Mais même ce rapport affadi dérangeait, l’industrie alimentaire fit pression pour qu’on ne dise pas à la population de surveiller leur alimentation, de quelque manière que ce soit. D’avril 1991, date annoncée de publication du rapport, à avril 1992, date effective, politiques et lobbyistes cherchèrent à vider la pyramide du peu de bon sens qui lui restait. Les échanges scandaleux se succédèrent en secret et dans les médias, jusqu’à ce que l’industrie abandonne finalement… pensant, à raison, qu’au vu des recommandations évasives qui restaient, les américains ne boycotteraient pas leurs produits.


La pyramide alimentaire était née.
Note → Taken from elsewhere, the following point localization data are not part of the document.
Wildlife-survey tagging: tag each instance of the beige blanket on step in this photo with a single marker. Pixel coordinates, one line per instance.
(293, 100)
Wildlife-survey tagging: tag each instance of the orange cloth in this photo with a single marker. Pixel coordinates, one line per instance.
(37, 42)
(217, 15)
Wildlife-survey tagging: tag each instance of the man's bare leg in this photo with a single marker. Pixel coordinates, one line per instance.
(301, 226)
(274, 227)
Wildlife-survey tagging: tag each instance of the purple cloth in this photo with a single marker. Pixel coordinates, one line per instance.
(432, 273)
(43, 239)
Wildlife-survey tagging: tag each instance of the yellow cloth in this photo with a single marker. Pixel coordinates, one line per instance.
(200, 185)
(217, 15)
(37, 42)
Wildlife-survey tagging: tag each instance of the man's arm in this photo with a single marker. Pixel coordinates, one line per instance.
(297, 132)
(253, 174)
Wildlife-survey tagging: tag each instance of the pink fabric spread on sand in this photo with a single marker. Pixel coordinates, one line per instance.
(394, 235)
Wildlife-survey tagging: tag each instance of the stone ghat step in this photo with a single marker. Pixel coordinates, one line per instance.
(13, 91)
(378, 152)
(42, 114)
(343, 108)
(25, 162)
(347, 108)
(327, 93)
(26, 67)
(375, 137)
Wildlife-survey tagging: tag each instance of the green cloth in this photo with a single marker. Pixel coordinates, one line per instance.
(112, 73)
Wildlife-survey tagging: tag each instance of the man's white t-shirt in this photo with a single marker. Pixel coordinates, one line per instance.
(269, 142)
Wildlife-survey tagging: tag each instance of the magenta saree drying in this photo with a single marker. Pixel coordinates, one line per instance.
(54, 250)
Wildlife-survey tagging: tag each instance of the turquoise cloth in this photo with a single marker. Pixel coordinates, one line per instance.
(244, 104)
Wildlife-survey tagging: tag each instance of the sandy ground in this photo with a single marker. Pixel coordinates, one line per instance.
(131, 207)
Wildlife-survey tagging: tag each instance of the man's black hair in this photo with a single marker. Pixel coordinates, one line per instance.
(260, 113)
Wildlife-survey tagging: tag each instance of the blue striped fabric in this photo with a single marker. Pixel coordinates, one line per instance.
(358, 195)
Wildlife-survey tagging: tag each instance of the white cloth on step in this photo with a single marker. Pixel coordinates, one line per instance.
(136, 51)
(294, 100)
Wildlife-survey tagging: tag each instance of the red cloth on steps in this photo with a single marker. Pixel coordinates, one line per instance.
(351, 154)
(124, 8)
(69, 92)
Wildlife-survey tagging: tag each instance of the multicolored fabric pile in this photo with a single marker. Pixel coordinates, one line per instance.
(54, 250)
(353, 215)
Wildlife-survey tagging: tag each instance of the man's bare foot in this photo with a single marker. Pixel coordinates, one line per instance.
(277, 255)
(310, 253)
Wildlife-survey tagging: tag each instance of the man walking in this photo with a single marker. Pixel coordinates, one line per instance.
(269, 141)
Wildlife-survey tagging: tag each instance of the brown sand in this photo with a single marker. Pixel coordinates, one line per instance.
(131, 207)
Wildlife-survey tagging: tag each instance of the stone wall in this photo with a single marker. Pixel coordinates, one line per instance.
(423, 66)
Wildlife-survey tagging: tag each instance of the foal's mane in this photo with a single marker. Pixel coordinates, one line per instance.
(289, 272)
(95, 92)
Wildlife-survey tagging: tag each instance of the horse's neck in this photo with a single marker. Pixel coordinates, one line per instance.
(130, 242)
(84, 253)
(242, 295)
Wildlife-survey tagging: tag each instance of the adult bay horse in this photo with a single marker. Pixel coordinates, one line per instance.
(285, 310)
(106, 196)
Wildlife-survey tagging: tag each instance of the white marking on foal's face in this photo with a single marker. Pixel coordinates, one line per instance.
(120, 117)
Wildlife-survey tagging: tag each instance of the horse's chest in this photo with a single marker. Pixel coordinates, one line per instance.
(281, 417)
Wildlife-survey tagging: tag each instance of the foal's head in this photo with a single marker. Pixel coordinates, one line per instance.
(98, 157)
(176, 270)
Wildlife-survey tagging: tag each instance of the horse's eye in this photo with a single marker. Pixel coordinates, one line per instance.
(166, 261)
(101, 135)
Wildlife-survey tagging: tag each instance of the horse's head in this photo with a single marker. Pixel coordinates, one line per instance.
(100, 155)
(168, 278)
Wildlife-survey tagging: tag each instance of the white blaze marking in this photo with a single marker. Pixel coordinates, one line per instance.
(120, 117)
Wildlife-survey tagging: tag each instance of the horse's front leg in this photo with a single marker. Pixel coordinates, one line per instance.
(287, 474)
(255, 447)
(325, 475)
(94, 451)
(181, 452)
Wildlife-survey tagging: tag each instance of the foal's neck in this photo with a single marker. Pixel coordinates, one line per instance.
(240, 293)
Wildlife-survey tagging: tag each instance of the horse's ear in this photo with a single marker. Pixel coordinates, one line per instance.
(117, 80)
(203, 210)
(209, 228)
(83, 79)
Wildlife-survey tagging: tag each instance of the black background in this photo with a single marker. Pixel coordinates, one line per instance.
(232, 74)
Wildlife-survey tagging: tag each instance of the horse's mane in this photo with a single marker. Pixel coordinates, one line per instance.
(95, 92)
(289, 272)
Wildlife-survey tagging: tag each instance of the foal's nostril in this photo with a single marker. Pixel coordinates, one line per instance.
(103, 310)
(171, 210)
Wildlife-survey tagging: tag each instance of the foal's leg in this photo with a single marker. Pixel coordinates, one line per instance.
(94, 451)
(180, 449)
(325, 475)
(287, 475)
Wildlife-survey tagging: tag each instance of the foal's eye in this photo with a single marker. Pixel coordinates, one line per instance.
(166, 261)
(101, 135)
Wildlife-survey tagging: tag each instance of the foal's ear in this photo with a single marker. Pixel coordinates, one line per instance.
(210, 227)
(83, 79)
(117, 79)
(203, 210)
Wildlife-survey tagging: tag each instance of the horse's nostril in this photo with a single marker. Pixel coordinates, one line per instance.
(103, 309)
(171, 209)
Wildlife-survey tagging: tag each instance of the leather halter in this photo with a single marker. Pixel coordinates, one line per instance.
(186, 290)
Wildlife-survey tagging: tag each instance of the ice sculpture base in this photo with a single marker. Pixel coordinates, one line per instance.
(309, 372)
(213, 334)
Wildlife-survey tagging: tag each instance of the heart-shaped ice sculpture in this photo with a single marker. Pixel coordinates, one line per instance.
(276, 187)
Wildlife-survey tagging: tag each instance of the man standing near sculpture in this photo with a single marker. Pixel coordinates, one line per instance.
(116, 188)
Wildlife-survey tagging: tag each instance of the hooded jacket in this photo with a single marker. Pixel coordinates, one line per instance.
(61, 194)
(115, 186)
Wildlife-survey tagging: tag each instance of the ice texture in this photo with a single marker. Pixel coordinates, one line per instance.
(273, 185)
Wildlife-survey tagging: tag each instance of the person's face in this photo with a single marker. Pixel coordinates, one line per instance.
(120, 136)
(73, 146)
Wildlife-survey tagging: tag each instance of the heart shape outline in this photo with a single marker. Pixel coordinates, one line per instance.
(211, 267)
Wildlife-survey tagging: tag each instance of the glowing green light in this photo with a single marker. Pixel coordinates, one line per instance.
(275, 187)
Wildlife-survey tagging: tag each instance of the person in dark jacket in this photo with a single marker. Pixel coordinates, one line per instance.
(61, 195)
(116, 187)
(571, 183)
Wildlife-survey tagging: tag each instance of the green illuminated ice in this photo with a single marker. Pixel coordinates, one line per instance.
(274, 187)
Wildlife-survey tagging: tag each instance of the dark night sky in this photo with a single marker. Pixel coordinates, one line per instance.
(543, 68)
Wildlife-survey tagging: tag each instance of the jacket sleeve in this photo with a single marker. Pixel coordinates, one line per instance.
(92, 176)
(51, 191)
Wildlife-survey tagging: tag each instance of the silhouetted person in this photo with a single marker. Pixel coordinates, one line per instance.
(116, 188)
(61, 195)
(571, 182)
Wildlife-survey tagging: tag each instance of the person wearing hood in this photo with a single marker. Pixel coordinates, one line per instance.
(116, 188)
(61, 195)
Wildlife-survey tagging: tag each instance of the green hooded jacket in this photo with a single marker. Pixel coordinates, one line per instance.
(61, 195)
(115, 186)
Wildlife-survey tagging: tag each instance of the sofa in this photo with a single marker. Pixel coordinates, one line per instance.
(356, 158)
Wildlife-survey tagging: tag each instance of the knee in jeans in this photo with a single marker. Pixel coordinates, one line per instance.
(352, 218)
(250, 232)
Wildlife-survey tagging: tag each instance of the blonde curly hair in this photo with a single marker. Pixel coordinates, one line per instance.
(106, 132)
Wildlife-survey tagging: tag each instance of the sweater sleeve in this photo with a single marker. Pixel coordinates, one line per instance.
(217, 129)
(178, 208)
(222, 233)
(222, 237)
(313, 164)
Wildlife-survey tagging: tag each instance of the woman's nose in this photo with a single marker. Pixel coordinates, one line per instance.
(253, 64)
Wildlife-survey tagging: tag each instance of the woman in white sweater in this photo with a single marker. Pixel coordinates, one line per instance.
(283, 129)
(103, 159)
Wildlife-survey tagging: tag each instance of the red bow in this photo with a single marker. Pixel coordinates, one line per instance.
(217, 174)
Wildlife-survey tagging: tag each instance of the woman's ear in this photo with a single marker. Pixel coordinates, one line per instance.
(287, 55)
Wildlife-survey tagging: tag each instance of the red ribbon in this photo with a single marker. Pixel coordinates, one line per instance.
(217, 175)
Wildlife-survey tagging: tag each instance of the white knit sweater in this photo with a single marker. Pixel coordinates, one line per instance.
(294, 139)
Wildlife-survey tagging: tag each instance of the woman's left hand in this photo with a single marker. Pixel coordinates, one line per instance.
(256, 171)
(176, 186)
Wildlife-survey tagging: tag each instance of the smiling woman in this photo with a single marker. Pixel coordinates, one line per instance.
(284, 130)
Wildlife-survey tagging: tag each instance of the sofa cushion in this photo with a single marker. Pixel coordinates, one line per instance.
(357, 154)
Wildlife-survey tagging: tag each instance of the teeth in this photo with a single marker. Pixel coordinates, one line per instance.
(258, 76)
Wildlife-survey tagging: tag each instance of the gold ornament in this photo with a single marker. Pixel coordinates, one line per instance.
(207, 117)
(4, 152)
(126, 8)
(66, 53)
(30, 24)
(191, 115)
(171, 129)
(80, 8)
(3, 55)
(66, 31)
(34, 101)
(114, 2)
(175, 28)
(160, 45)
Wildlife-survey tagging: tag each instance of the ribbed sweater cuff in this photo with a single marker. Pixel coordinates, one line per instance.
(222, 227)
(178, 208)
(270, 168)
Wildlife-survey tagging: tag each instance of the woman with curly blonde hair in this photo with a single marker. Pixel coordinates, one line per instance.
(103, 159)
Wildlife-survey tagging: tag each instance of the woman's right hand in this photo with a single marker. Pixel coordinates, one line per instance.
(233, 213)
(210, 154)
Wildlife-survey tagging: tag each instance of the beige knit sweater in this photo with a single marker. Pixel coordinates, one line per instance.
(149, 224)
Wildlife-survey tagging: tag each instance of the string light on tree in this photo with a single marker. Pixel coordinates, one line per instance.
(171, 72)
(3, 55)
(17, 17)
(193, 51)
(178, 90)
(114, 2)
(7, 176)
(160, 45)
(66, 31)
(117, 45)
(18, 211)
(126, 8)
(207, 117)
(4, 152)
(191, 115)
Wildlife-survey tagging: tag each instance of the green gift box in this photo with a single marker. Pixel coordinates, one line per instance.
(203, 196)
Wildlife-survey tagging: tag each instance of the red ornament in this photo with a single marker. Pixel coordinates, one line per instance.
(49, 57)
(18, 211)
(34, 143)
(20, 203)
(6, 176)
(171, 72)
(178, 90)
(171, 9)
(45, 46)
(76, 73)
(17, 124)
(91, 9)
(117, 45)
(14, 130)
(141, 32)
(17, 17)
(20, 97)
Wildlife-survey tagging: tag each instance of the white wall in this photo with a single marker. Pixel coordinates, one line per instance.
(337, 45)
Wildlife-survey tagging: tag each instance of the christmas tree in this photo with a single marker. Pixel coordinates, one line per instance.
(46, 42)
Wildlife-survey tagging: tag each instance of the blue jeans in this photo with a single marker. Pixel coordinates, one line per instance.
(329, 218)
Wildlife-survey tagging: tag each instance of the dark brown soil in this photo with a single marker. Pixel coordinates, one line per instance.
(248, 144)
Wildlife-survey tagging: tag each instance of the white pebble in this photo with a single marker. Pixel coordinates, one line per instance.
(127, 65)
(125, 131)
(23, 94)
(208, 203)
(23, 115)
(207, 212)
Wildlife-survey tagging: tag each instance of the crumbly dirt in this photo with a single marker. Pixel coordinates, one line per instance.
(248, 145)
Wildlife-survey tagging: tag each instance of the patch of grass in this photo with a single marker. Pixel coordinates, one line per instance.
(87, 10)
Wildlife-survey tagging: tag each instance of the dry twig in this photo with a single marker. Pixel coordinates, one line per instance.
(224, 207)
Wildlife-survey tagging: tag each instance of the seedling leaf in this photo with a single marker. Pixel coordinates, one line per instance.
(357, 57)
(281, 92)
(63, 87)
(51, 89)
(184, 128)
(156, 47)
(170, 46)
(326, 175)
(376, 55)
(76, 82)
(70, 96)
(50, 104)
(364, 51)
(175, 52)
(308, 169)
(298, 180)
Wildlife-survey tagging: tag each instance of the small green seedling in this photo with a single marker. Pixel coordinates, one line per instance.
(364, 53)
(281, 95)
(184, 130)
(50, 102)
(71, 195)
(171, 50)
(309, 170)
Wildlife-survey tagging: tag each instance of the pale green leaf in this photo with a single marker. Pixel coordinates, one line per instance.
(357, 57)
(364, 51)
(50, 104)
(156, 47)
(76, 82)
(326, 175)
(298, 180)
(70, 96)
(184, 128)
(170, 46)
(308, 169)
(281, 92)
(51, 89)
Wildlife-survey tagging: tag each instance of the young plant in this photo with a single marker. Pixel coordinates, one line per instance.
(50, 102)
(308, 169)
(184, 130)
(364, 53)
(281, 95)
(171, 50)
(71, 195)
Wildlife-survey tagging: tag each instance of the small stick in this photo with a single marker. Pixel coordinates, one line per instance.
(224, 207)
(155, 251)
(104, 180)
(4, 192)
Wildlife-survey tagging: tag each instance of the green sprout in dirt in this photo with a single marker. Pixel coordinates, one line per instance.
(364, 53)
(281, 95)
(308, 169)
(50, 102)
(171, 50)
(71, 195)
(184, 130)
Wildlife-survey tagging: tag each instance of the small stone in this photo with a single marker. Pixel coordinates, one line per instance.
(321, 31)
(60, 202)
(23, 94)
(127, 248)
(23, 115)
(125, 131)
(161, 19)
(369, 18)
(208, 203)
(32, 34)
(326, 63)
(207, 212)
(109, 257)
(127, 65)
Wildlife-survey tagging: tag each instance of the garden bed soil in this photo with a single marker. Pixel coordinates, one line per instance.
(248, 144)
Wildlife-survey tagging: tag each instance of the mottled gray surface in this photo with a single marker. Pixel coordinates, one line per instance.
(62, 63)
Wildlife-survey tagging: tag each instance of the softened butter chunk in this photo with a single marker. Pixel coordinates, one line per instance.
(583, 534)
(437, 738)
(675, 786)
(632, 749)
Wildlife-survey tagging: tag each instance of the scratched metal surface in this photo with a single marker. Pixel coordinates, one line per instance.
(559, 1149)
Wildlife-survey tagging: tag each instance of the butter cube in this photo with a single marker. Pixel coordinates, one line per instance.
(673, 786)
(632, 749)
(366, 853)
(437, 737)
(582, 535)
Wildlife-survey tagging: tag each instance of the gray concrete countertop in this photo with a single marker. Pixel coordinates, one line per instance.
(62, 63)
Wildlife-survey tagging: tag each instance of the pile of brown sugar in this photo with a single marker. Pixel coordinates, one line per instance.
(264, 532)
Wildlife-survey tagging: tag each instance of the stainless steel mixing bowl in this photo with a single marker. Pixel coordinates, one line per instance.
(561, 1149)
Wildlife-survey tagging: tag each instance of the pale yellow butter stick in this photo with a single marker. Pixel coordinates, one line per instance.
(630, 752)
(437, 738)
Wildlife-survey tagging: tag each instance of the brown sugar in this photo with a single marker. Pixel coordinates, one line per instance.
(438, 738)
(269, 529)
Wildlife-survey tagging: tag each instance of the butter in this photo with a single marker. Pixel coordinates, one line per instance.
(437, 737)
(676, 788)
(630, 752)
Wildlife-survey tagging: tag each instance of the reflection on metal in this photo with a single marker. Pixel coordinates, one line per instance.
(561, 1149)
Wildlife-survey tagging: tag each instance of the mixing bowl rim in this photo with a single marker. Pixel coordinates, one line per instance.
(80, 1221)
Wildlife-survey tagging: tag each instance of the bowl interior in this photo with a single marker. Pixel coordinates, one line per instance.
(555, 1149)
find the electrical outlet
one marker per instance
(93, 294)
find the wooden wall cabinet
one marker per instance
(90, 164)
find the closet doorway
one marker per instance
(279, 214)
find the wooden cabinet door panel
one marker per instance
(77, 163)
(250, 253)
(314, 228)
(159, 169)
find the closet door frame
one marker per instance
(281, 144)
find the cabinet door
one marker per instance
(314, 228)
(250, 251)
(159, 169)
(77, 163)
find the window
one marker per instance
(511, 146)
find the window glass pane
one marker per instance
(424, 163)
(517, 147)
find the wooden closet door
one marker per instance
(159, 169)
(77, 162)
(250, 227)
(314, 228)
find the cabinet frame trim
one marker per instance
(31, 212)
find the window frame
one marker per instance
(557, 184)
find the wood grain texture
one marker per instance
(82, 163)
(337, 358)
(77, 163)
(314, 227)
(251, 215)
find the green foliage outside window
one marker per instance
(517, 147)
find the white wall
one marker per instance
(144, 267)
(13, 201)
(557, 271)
Elle devint une référence internationale, un support éducatif utilisé dans le monde entier, façonnant les cerveaux, influençant l’alimentation des familles, conditionnant les repas des cantines etc… un bon exemple des dégâts que peut occasionner une science dénaturée.


Vous pourrez trouver plus d’information sur le sujet dans le livre de Luise Light (en anglais) : What to Eat: The Ten Things You Really Need to Know to Eat Well and Be Healthy



Image prise sur le site dessine moi.


¹ basé sur les connaissances scientifiques, et le contexte, de l’époque.
² ce nombre fut quand même doublé, quelques années plus tard, à la demande express de l’Institut National contre le Cancer.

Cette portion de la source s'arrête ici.